Identifying patients at risk

Is this AI?

10 October 2024

AI could help identify high-risk heart patients1

The University of Leeds has helped train an AI system called Optimise, that looked at health records of more than two million people.

Of those two million records that were scanned, more than 400,000 people were identified as being high risk for the likes of heart failure, stroke and diabetes.

How it works

  • The input: Health records
  • Health records can be structured or unstructured
    • Structured: can be stored in a table
    • Unstructured: can’t be stored in a table, different shapes/sizes (e.g. text, audio, images)

Example of structured data in health records

ID BMI Age IMD Decile Smoker Blood Pressure
1 17 49 3 1 110/70
2 25 67 1 1 129/70
3 20 39 8 0 140/90
4 28 81 6 0 130/85
5 29 41 4 0 120/80

Data is consistent within each column in the table.

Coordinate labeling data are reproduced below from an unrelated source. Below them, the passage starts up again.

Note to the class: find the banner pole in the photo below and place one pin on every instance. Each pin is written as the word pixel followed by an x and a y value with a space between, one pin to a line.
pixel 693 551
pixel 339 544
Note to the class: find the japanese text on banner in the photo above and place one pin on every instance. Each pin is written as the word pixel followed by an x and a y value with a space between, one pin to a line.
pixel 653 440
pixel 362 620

Example of unstructured data in health records

ID Notes
1 Shortness of breath
2 Patient attended clinic following one week of fever, vomiting, and abdominal pain.

The length of each sentence is different - data not consistent.

A simple approach to classifying data: KNN

Clustering algorithms like K Nearest Neighbours (KNN) are on the more basic end of the scale, requiring very little computational power.

Example of k-nearest neighbour classification, with red triangles representing one class, blue squares representing another, and a new datapoint as a green circle which has two close red triangle neighbours and one blue square neighbour.1

A simple approach to classifying data: Decision Tree

Example of a decision tree1

There are many different models out there! 🥴

Complex diagram showing a decision tree for choosing the right estimator for different machine learning problems1

What makes a model simple or complex?

  • There are dozens of different algorithms out there
  • Each algorithm has different strengths and weaknesses
  • What makes a model simple or complex is the amount of computational power required and how much the model needs to “learn” - how many parameters there are

Is the input or the computation complex?

“We used UK primary care EHR data from 2,081,139 individuals aged ≥ 30 years…

We trained a random forest classifier using age, sex, ethnicity and comorbidities (OPTIMISE).”1

Pros and cons of simple “A.I.” approaches

Pros:

  • Simple models are more easily explained
  • Can sometimes find new patterns in the data

Cons:

  • The quality of the data determines the quality of the model
  • Not able to handle very complex tasks

🚩 Issues to look out for 🚩

  • How complex is the input, or the computational approach?
  • How is the model’s performance measured?
  • Does the model get updated?
  • Where did the data come from?
  • Have issues of bias or ethics been considered?